Dublin City Council, through the Dublin Region Homeless Executive (DRHE), leads the provision of homeless services on behalf of Fingal, Dún- Laoghaire-Rathdown and South Dublin county councils.

Though it budgeted to spend almost €119.2 million on homeless services this year, a revision mid-year saw the budget allocation rise to €134 million. The council now estimates it will need some €142.4 million next year.

A total of 1,007 families with 2,046 were accessing emergency accommodation in Dublin in January but the figure had increased to 1,138 families with 2,416 children by last month.

The figures were included in a briefing document provided to Dublin City Council’s Budget Consultative Group – on which 11 councillors sit – for consideration before the council adopts its budget for 2018 next month.

“Despite moving families who were being accommodated in hotels and B&Bs, there continues to be a high presentation of new families seeking emergency accommodation every month... the numbers presenting for emergency accommodation continues to increase therefore it is not envisaged there will be any significant fall in spending for the foreseeable future and in reality until such time as housing supply (permanent) levels out across the housing market,” the document says.

The proposed extra spending on homeless services was described as “unrealistic” by homeless campaigners, who say “zero” progress has been made in stemming the flow of people and families becoming homeless this year.

‘Family hubs’

The Peter McVerry Trust said it anticipated that by the end of this year the official homeless figure will have increased “by a massive 25 per cent”.

It said 2017 had been “by far the worst year of the crisis”.

“The jump in the revised figure in 2017 to the 2018 is unrealistic based on the fact the Government has made almost zero progress on the flow of people into homelessness,” a spokesman for the trust said. “About 18 months ago we were averaging seven cases of homelessness a day. Now the average for 2017 is 15 per day, nationally but with the bulk in Dublin.”

The increase in the expected spend on homeless comes despite the provision of “family hubs”, which was expected to reduce the spend on emergency accommodation for families.

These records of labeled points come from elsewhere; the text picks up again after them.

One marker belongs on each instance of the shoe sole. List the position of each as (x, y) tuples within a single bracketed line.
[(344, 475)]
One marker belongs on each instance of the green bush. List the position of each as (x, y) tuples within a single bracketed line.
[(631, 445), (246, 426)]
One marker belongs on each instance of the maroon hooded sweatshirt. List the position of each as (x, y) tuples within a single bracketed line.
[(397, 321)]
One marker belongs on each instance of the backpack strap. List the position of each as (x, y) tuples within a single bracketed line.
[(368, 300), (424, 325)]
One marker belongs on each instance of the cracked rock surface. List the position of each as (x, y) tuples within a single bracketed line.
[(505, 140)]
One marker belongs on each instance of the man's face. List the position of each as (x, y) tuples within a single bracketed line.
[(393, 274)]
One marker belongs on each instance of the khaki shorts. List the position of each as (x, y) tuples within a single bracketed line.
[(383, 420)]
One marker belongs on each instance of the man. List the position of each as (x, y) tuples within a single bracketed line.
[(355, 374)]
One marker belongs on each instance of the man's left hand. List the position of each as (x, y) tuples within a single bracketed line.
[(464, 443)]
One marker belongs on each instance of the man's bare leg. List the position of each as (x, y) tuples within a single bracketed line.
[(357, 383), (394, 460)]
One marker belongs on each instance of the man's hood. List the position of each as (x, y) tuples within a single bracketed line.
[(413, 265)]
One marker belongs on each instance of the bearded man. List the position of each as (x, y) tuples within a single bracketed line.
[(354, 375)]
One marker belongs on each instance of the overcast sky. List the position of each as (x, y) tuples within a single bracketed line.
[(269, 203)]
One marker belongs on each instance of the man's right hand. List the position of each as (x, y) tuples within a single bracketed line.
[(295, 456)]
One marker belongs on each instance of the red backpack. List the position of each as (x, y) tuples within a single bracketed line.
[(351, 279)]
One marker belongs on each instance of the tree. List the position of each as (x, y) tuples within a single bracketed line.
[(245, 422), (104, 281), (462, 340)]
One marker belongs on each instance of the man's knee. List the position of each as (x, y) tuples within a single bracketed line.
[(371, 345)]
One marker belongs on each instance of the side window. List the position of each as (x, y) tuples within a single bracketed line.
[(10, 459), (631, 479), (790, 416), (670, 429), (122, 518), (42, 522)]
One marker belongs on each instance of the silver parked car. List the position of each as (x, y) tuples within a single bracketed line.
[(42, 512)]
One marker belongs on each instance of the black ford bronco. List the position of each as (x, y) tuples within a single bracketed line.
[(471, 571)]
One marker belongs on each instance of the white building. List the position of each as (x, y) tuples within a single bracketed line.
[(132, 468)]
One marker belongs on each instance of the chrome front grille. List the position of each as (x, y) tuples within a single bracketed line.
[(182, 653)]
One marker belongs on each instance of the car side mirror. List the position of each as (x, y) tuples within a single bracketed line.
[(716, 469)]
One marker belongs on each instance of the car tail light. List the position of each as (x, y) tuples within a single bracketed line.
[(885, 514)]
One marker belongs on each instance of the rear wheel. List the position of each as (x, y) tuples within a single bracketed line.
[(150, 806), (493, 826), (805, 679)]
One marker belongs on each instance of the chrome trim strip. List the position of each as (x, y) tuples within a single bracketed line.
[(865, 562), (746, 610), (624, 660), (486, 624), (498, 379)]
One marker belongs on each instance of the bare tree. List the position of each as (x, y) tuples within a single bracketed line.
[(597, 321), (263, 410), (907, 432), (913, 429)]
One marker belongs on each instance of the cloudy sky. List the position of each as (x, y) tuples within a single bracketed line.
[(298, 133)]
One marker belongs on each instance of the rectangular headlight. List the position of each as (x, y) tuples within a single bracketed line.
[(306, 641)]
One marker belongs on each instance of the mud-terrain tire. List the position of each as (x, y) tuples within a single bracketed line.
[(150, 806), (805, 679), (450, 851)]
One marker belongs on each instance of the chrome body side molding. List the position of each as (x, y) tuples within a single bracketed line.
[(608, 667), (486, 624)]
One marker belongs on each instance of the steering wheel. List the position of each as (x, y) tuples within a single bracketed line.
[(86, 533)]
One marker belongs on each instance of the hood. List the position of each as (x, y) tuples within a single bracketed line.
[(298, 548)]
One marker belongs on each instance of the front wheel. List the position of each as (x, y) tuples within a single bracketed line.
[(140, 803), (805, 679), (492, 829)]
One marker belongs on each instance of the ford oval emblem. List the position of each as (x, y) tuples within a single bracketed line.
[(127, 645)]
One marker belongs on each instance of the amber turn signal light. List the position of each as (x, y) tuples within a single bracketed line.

Hubs are purpose-provided emergency accommodation which have laundry and cooking facilities, as well as play and study space for children. They are cheaper than private emergency accommodation, such as hotels and B&Bs.

The DRHE plans to have move about 500 families out of hotels and into 13 such hubs by next February.

Emergency accommodation

The number of families coming into homelessness in Dublin also continues to increase, with August having the highest monthly figure this year with 102 “newly” homeless families up from 99 in July, and from 62 in February – the month with the fewest newly homeless families. There were 89 newly homeless families in Dublin in September.

It emerged last week that the DRHE had paid hotels and B&Bs some €23.9 million for emergency accommodation in the six months to the end of June. In addition, Dublin City Council paid out €6.1 million to commercial emergency accommodation providers in the same period.

The €23.9 million paid out to hoteliers for the first six months of this year compares to €38.9 million to hoteliers for all of last year. The budget for payments to hotels for the entire year is €49 million.